For more than thirteen years now, I have been making a simple argument in response to such acts of terrorism. My argument is that it is foolish to insist, as our leaders habitually do, that the violent acts of radical Islamists can be divorced from the religious ideals that inspire them. Instead we must acknowledge that they are driven by a political ideology, an ideology embedded in Islam itself, in the holy book of the Qur’an as well as the life and teachings of the Prophet Muhammad contained in the hadith.
Let me make my point in the simplest possible terms: Islam is not a religion of peace.For expressing the idea that Islamic violence is rooted not in social, economic, or political conditions—or even in theological error—but rather in the foundational texts of Islam itself, I have been denounced as a bigot and an “Islamophobe.” I have been silenced, shunned, and shamed. In effect, I have been deemed to be a heretic, not just by Muslims—for whom I am already an apostate—but by some Western liberals as well, whose multicultural sensibilities are offended by such “insensitive” pronouncements.

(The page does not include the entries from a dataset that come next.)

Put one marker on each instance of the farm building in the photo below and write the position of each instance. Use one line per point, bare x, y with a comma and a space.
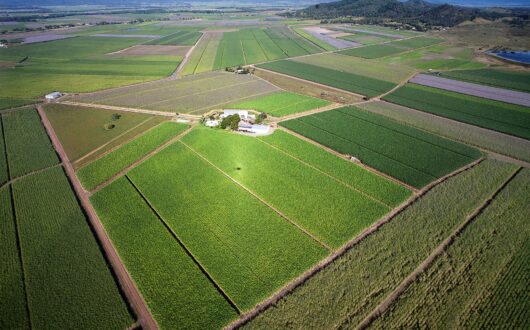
53, 96
243, 114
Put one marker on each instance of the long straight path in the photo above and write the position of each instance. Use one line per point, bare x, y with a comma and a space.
128, 286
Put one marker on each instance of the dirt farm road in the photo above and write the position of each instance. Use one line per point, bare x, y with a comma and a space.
137, 303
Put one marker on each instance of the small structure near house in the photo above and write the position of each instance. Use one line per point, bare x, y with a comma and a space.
53, 96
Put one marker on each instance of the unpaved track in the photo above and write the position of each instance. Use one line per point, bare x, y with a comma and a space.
128, 286
290, 287
462, 87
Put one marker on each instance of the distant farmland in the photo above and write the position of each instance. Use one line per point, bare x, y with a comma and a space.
406, 153
195, 94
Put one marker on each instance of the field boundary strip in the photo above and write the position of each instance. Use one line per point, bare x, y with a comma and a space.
144, 158
436, 253
127, 285
185, 248
336, 153
253, 194
114, 139
328, 175
300, 280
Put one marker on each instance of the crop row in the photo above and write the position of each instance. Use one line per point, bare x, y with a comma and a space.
340, 169
408, 154
482, 280
391, 48
247, 248
176, 291
281, 104
28, 147
112, 163
66, 276
495, 115
344, 80
331, 211
381, 261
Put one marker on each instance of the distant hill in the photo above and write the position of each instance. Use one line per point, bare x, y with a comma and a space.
413, 12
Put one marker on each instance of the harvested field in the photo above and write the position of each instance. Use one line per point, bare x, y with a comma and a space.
487, 92
140, 50
195, 94
305, 87
473, 135
381, 261
325, 36
410, 155
503, 117
343, 80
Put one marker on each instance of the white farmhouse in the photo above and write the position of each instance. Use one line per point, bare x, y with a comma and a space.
53, 96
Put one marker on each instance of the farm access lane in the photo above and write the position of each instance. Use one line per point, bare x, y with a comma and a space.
300, 280
487, 92
128, 286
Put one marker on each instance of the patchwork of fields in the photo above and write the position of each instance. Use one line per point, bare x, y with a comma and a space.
503, 117
410, 155
55, 273
196, 94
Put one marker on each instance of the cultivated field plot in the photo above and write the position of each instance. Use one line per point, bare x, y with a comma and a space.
195, 94
281, 104
343, 80
483, 280
392, 48
380, 262
499, 116
28, 147
87, 132
493, 77
184, 38
331, 211
250, 46
359, 66
406, 153
462, 87
112, 163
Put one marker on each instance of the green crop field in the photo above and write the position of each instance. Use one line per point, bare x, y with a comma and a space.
117, 160
176, 291
337, 213
408, 154
28, 147
247, 248
482, 281
343, 80
194, 94
181, 38
359, 66
83, 129
281, 104
495, 115
380, 262
493, 77
64, 269
391, 48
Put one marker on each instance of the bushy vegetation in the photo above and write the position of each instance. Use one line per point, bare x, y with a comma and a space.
175, 290
493, 77
68, 282
27, 144
332, 212
281, 104
349, 288
12, 296
408, 154
495, 115
348, 81
482, 279
112, 163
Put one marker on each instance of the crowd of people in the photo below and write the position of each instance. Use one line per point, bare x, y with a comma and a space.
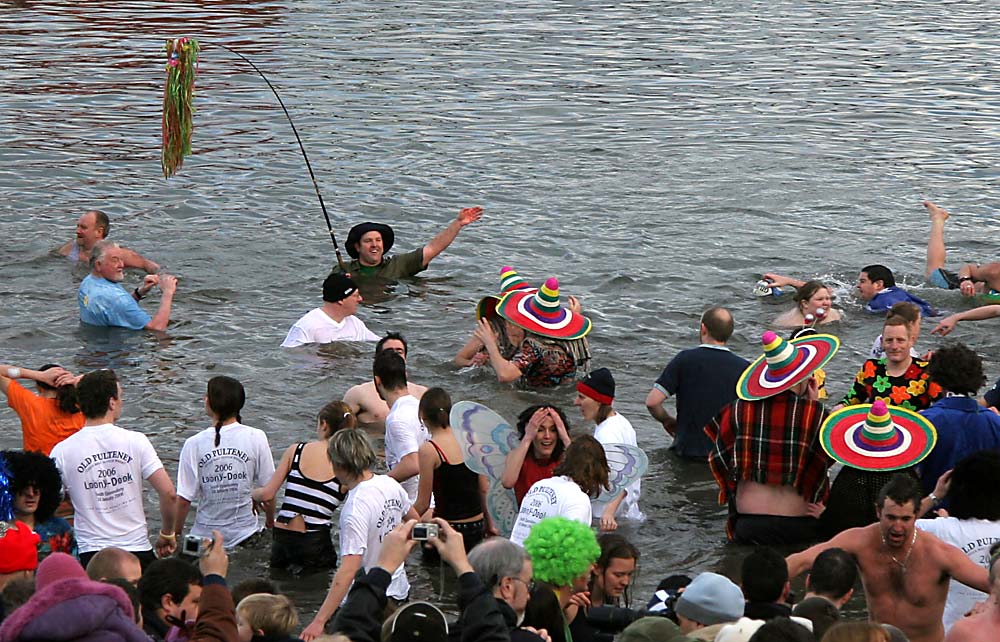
908, 511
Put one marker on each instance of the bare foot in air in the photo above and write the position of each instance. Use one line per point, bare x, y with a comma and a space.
937, 213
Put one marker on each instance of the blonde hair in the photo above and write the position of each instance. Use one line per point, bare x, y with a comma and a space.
271, 614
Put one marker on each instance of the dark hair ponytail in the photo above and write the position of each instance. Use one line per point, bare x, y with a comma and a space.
225, 399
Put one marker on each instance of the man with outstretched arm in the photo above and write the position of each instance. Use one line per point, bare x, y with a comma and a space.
905, 572
368, 244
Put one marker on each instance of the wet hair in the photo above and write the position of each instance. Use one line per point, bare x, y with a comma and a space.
95, 391
496, 558
391, 336
525, 417
783, 629
543, 612
808, 289
65, 395
834, 573
905, 309
880, 273
973, 480
35, 469
615, 546
957, 369
166, 576
901, 489
337, 416
586, 464
352, 451
274, 615
101, 220
719, 323
131, 591
390, 368
856, 632
107, 564
764, 574
435, 408
251, 586
100, 249
226, 397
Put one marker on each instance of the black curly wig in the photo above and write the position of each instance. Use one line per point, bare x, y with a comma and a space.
35, 469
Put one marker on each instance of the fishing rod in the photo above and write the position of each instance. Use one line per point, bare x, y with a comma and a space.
179, 70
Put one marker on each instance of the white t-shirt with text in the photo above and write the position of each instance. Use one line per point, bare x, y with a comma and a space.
317, 327
221, 478
372, 509
552, 497
616, 429
404, 434
102, 469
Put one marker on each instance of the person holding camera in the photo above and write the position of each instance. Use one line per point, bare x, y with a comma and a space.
480, 619
374, 506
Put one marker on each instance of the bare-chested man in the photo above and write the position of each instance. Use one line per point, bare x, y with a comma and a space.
905, 572
984, 624
368, 407
94, 226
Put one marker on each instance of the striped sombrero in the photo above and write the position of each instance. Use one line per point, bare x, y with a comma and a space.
877, 437
510, 281
540, 312
784, 364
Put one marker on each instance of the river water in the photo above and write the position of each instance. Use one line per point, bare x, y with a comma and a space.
656, 157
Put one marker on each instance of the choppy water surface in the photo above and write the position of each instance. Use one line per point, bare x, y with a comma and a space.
654, 156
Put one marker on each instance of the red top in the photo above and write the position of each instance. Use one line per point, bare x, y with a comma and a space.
531, 471
43, 425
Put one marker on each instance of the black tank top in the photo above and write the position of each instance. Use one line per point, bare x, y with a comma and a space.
456, 490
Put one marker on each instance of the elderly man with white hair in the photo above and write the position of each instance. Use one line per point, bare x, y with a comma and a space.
104, 302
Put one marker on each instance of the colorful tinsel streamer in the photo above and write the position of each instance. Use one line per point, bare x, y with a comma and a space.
178, 103
6, 497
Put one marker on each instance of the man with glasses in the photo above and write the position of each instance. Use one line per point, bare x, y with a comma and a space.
505, 568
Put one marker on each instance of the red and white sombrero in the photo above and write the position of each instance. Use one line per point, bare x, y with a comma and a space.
877, 437
540, 312
510, 281
784, 364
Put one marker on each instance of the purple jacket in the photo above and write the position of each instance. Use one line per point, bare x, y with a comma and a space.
74, 609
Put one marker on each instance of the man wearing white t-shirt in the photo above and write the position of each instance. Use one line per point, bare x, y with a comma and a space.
102, 467
404, 433
375, 505
334, 320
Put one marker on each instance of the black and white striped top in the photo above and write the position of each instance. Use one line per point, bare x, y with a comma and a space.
315, 501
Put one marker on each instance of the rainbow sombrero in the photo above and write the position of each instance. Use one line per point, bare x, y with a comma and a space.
540, 312
877, 437
510, 281
784, 364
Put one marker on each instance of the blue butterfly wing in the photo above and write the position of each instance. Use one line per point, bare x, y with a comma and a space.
485, 437
626, 464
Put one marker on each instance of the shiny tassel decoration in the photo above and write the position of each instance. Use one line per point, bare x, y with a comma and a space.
178, 103
6, 497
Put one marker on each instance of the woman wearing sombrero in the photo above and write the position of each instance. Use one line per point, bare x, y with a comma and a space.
554, 343
874, 442
766, 456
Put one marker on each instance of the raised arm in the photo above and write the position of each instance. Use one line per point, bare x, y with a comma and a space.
168, 285
444, 238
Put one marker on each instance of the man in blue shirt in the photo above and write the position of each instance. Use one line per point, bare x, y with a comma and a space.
104, 302
704, 380
963, 426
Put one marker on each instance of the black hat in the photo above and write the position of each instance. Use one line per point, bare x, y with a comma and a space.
599, 385
338, 287
359, 230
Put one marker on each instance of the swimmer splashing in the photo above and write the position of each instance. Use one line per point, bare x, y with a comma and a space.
178, 109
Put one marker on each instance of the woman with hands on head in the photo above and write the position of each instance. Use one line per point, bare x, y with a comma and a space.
544, 431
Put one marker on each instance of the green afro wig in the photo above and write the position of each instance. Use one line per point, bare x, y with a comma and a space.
561, 550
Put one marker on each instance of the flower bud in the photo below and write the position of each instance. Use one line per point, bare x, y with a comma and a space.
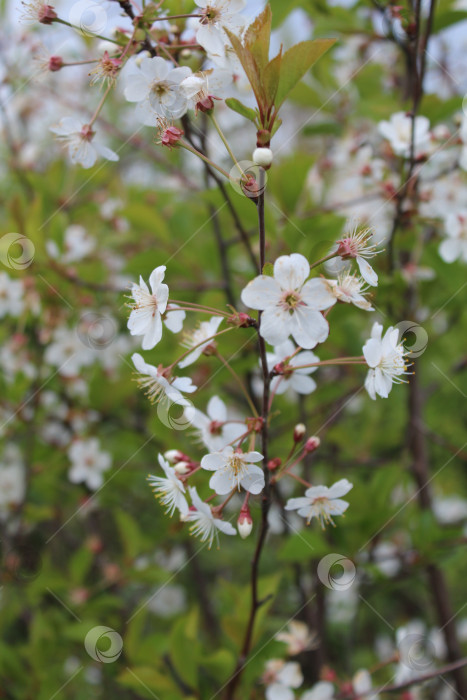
170, 136
312, 444
174, 456
55, 63
244, 522
182, 468
263, 157
140, 56
299, 432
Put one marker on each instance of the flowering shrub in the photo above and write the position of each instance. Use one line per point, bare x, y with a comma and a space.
218, 245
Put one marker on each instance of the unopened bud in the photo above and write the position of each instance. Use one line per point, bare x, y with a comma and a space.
47, 14
263, 157
55, 63
299, 432
140, 56
312, 444
174, 456
244, 522
206, 105
182, 468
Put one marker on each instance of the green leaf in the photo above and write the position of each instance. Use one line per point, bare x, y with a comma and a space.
296, 62
184, 648
271, 78
237, 106
248, 61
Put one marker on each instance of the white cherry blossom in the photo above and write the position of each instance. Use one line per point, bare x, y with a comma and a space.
78, 138
233, 470
321, 502
398, 131
217, 15
290, 304
297, 637
173, 318
169, 490
145, 318
202, 338
350, 289
386, 358
158, 387
454, 246
88, 462
281, 678
205, 525
356, 243
154, 84
214, 429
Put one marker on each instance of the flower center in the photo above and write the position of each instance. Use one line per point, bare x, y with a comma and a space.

My uncompromising statements on this topic have incited such vehement denunciations that one would think I had committed an act of violence myself. For today, it seems, speaking the truth about Islam is a crime. “Hate speech” is the modern term for heresy. And in the present atmosphere, anything that makes Muslims feel uncomfortable is branded as “hate.”
In these pages, it is my intention to make many people—not only Muslims but also Western apologists for Islam—uncomfortable. I am not going to do this by drawing cartoons. Rather, I intend to challenge centuries of religious orthodoxy with ideas and arguments that I am certain will be denounced as heretical. My argument is for nothing less than a Muslim Reformation. Without fundamental alterations to some of Islam’s core concepts, I believe, we shall not solve the burning and increasingly global problem of political violence carried out in the name of religion. I intend to speak freely, in the hope that others will debate equally freely with me on what needs to change in Islamic doctrine, rather than seeking to stifle discussion.